An Inductively Active Filtering Method for Power-Quality Improvement of Distribution Networks With Nonlinear Loads

This paper proposes an inductively active filtering (IAF) method to comprehensively improve the power quality (PQ) for not only the distribution network (public grid) but also the power-supply system (nonlinear load) connected to the network. At first, a new main-circuit topology for implementing the IAF method is presented, which consists of an inductively filtered transformer and a fully tuned branch controlled by an inverter. Its operating principle and technical features are introduced by comparing with the traditional active filtering method. Based on this, the equivalent circuit is established and by means of mathematical modeling, the unique filtering mechanism of the IAF method is revealed in theory.
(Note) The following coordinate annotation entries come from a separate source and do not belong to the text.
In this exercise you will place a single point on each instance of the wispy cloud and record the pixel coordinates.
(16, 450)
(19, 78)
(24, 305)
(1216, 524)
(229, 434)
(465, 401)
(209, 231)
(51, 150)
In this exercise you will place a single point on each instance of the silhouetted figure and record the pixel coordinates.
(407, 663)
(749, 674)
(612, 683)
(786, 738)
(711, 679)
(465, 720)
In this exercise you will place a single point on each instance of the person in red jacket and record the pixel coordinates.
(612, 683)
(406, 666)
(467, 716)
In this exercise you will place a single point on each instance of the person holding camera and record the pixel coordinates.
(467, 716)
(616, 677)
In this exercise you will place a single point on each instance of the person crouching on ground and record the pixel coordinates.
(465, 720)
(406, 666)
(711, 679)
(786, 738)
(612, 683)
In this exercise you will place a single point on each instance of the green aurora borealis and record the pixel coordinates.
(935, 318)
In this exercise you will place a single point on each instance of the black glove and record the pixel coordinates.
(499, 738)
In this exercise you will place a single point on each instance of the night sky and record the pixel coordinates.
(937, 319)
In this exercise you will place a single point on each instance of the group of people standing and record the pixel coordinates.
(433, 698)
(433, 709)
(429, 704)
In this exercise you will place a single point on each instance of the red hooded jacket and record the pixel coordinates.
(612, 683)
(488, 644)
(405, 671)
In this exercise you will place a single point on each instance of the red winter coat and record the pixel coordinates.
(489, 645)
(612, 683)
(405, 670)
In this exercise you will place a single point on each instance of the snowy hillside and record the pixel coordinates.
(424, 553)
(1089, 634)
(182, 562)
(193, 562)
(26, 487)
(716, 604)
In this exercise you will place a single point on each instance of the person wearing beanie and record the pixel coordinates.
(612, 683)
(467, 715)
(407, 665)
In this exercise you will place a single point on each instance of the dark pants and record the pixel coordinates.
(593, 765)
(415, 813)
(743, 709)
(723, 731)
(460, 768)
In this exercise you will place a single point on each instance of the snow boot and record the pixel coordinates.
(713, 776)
Further, the control strategy of the FT branch and the impedance coordination for the inductively filtered transformer are designed based on theoretical analysis. A case study is investigated in detail to illustrate the operating characteristics of the IAF method. Both the theoretical and the case studies show that the IAF method can effectively prevent harmonic components from flowing into the primary (grid) winding of the transformer. Since the harmonic components are suppressed near the harmonic source, it is good for the power-supply system and especially good for the converter transformer. Besides, since the harmonic flow is limited to near the harmonic source, the PQ of the public network can be guaranteed completely.